Why we say no to most matters
We turn down the majority of the matters we hear about. Not out of arrogance — out of a calculation about what senior-led work actually requires.

The premise — Most of the law firms we admire turn down work. Not because they cannot do it, but because they have made a calculation about what doing it well requires. Last year we received 142 substantive inquiries and accepted 11. That ratio — roughly one in thirteen — is not a recruiting line. It is the operating constraint that lets the firm function.
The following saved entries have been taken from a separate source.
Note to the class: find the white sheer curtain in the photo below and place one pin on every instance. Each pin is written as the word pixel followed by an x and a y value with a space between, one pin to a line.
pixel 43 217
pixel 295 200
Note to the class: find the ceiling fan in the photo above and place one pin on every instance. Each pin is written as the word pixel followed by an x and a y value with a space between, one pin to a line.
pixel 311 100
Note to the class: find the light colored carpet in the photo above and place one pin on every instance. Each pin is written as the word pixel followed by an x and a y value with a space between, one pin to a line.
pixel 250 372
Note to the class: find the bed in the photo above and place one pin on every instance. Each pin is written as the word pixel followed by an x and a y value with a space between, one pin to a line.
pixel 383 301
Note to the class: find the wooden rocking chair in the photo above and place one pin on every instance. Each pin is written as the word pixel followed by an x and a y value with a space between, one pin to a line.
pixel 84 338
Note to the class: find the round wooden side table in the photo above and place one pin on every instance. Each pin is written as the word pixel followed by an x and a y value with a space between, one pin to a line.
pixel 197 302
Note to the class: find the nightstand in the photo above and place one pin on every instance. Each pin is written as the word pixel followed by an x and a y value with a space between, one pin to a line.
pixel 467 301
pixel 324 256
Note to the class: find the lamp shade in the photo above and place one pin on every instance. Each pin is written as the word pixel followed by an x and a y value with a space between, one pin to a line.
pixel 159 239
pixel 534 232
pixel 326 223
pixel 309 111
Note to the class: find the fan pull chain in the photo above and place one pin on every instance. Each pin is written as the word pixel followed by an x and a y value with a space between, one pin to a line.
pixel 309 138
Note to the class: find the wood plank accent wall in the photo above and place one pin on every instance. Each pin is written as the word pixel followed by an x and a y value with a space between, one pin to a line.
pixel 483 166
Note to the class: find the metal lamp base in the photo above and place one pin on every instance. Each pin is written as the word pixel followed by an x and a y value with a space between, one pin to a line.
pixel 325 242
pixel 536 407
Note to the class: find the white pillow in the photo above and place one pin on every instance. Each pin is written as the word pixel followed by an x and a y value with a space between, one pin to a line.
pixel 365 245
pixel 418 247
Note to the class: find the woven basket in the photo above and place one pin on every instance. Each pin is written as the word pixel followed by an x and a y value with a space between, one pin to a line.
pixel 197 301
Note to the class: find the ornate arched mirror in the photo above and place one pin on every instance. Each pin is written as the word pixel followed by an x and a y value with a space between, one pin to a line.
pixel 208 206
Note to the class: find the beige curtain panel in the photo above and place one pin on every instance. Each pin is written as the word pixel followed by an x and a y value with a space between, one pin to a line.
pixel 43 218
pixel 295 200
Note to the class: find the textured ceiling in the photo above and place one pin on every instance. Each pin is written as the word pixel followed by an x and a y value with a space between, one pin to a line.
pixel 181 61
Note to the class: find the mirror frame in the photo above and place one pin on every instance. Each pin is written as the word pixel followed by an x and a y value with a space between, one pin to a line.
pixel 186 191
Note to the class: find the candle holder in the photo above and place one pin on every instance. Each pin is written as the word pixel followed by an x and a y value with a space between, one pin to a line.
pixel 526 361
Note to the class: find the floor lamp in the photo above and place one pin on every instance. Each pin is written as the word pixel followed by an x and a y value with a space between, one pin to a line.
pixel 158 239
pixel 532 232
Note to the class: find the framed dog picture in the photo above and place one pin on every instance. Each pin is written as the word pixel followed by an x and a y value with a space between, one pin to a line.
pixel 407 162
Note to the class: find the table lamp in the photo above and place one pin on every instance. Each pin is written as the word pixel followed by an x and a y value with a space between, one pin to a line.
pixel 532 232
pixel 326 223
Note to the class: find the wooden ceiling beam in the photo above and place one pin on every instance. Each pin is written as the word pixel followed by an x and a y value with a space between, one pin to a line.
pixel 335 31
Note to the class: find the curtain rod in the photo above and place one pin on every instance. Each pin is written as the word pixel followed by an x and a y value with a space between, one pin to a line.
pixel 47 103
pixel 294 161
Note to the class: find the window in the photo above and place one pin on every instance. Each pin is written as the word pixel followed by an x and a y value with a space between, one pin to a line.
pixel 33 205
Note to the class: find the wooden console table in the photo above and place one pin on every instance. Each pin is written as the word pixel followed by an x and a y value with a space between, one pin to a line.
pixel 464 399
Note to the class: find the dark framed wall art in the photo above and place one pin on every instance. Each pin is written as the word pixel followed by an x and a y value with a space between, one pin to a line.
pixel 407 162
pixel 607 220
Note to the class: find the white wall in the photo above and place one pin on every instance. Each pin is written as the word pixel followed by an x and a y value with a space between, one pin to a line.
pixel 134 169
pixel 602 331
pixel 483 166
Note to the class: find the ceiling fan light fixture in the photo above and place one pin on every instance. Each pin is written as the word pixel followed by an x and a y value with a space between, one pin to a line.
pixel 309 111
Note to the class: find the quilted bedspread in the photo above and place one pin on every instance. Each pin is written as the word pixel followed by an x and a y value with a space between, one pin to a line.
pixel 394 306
The math — A partner at our firm runs three or four active matters at a time. Not because of capacity in hours, but because of capacity in attention. Reading every document. Taking every deposition. Standing at the lectern. On a contested antitrust certification, the production can run 1.2 million documents and the deposition calendar can hold 40 fact witnesses. There is no version of that work in which a partner sees everything that matters unless the partner is on a small number of files. That work cannot be delegated downstream without becoming a different kind of work — and that different kind of work is what most general counsel are paying us to avoid.
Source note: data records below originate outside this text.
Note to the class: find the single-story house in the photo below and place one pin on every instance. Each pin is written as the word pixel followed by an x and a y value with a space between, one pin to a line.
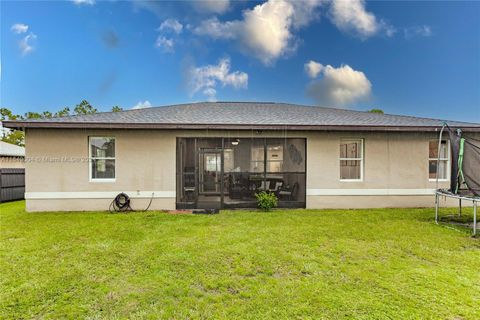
pixel 219 154
pixel 11 155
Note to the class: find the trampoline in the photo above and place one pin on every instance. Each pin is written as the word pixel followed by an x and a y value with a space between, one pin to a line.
pixel 465 173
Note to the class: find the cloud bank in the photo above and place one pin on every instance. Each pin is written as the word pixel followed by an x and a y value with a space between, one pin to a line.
pixel 337 87
pixel 267 31
pixel 205 79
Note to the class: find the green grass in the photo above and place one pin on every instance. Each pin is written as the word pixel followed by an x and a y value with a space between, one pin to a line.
pixel 308 264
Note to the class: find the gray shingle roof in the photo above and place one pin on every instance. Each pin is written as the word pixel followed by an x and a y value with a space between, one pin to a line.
pixel 242 115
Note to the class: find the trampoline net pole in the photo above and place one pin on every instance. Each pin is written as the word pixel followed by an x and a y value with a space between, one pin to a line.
pixel 474 218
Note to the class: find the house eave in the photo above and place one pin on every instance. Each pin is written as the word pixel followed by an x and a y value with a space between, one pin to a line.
pixel 190 126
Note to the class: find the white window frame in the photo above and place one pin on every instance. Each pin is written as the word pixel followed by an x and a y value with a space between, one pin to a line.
pixel 90 158
pixel 441 159
pixel 362 144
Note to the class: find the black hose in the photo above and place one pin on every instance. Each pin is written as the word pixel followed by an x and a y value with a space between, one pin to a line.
pixel 121 203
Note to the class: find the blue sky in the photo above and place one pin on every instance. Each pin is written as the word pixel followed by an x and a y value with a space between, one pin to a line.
pixel 415 58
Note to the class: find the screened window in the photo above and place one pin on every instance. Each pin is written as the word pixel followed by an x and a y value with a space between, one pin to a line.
pixel 351 160
pixel 102 158
pixel 443 164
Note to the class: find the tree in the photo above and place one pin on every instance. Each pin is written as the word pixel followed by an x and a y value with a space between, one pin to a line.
pixel 14 137
pixel 63 113
pixel 7 114
pixel 11 136
pixel 84 108
pixel 33 115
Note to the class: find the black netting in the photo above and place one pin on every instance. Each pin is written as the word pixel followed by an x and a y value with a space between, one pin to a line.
pixel 470 165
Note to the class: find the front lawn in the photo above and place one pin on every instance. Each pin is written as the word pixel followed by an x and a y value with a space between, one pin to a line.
pixel 361 264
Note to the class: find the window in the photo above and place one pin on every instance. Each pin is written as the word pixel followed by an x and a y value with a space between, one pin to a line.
pixel 351 160
pixel 257 156
pixel 102 159
pixel 274 158
pixel 443 164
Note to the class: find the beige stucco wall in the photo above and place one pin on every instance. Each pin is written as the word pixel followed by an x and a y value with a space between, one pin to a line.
pixel 146 162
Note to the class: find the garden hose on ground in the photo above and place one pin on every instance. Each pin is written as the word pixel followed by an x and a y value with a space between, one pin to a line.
pixel 121 203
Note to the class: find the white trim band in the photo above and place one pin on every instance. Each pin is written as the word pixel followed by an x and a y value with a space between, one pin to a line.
pixel 98 194
pixel 370 192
The cost of yes — Every engagement we accept is a future engagement we cannot. We say no to matters we could win because we have already said yes to matters we are winning. The implicit promise of every active client is that their partner is fully on the file — every memo, every Daubert, every cross. We protect that promise by counting, every quarter, against a hard ceiling per partner.
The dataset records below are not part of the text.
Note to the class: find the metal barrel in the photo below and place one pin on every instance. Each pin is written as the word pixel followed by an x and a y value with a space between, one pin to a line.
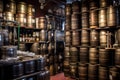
pixel 21 8
pixel 111 16
pixel 102 18
pixel 76 6
pixel 68 9
pixel 84 6
pixel 83 71
pixel 85 20
pixel 92 72
pixel 21 19
pixel 73 54
pixel 117 56
pixel 68 38
pixel 9 16
pixel 73 70
pixel 93 19
pixel 94 38
pixel 103 73
pixel 30 20
pixel 75 21
pixel 42 23
pixel 106 57
pixel 68 22
pixel 10 6
pixel 103 3
pixel 103 38
pixel 83 54
pixel 93 56
pixel 75 38
pixel 85 38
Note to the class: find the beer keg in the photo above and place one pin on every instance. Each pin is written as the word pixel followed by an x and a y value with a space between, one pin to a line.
pixel 67 51
pixel 73 70
pixel 76 6
pixel 93 56
pixel 85 20
pixel 10 17
pixel 42 23
pixel 21 19
pixel 103 38
pixel 94 38
pixel 8 51
pixel 84 6
pixel 103 3
pixel 43 35
pixel 21 8
pixel 117 57
pixel 106 57
pixel 83 54
pixel 93 19
pixel 75 38
pixel 103 73
pixel 68 9
pixel 85 38
pixel 102 18
pixel 68 22
pixel 68 38
pixel 30 21
pixel 75 21
pixel 30 10
pixel 111 16
pixel 93 72
pixel 83 71
pixel 10 6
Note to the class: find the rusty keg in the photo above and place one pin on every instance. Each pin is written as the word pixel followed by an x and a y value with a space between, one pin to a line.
pixel 102 18
pixel 93 72
pixel 93 19
pixel 83 71
pixel 73 70
pixel 1 6
pixel 93 4
pixel 111 16
pixel 21 19
pixel 94 38
pixel 103 38
pixel 75 21
pixel 10 6
pixel 68 22
pixel 68 9
pixel 85 37
pixel 84 6
pixel 21 8
pixel 117 57
pixel 103 3
pixel 67 51
pixel 30 10
pixel 75 38
pixel 93 56
pixel 83 54
pixel 42 23
pixel 76 6
pixel 68 38
pixel 106 57
pixel 103 73
pixel 30 20
pixel 9 16
pixel 43 35
pixel 85 20
pixel 114 73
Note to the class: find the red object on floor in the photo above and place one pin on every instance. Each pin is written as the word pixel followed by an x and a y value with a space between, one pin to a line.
pixel 59 76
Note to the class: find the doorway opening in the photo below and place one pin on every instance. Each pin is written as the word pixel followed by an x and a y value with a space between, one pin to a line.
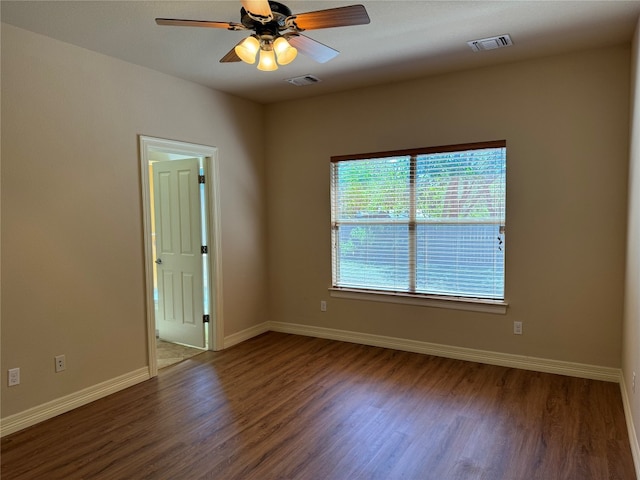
pixel 182 246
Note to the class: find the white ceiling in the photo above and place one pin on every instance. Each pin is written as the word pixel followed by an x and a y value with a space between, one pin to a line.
pixel 405 39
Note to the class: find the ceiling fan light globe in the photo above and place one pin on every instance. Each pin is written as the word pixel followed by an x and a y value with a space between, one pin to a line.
pixel 284 51
pixel 247 49
pixel 267 62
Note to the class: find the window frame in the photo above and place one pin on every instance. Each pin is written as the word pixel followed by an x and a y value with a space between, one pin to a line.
pixel 408 297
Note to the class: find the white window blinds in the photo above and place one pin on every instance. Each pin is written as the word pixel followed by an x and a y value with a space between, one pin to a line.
pixel 427 221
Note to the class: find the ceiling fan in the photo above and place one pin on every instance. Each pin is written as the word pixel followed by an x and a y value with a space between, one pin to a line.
pixel 277 33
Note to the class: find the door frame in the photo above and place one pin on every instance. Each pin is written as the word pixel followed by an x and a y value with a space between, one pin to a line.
pixel 148 145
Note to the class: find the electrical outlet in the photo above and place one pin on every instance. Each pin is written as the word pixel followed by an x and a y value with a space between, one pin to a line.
pixel 61 363
pixel 517 328
pixel 14 376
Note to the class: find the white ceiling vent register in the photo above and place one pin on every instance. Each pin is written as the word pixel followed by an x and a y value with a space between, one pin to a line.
pixel 490 43
pixel 303 80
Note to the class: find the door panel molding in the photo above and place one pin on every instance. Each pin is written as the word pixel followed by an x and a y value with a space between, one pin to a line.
pixel 148 146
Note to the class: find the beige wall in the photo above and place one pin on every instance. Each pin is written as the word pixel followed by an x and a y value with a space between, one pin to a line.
pixel 566 122
pixel 72 248
pixel 631 327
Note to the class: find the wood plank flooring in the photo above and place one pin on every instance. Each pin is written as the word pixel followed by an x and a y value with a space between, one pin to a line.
pixel 290 407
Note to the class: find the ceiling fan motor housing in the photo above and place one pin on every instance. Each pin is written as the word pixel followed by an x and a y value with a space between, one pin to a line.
pixel 280 14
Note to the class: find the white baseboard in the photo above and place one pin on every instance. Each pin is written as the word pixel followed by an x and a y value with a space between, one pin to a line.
pixel 559 367
pixel 56 407
pixel 633 437
pixel 246 334
pixel 48 410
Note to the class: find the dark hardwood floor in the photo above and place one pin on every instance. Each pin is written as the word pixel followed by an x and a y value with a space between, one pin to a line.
pixel 289 407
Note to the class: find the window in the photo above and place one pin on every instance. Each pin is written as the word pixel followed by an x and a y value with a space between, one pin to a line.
pixel 424 222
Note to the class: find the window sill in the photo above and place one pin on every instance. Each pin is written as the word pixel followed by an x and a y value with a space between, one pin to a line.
pixel 454 303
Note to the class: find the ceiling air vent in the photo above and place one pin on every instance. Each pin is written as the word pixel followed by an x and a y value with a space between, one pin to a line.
pixel 303 80
pixel 490 43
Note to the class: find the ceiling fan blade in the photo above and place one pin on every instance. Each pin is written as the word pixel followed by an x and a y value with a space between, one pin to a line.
pixel 311 48
pixel 258 9
pixel 231 56
pixel 333 17
pixel 176 22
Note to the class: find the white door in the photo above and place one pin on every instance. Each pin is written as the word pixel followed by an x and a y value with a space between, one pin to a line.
pixel 176 204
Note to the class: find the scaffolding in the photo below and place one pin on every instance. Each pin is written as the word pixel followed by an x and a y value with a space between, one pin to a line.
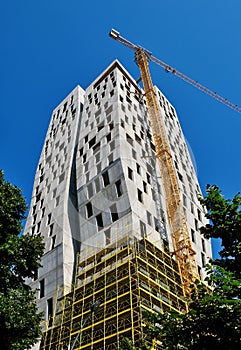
pixel 113 287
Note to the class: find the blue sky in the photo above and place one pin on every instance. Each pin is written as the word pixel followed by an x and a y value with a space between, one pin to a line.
pixel 50 46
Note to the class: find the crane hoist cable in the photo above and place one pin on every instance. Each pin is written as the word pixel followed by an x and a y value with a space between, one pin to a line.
pixel 183 250
pixel 116 35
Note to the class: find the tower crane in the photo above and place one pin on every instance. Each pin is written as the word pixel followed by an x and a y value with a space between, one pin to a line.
pixel 183 250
The cost of no — Less work for us. We are aware of this. We have walked away from eight-figure engagements when the calendar would not allow them at the standard the matter required. We would rather decline a matter than dilute another one. The clients who hire us are paying a premium for selectivity — and selectivity is only real if it costs the firm something. If we said yes to everything, the premium would be a fiction.
The first call — Within seven days of every inquiry, we tell the prospective client whether we are the right firm. If we are not, we say so, and we usually have a recommendation — often a peer firm whose strengths match the matter better than ours do. The wrong answer for both of us is "maybe." Maybe is what burns a quarter of preparation on both sides and ends in a referral we should have made on day one.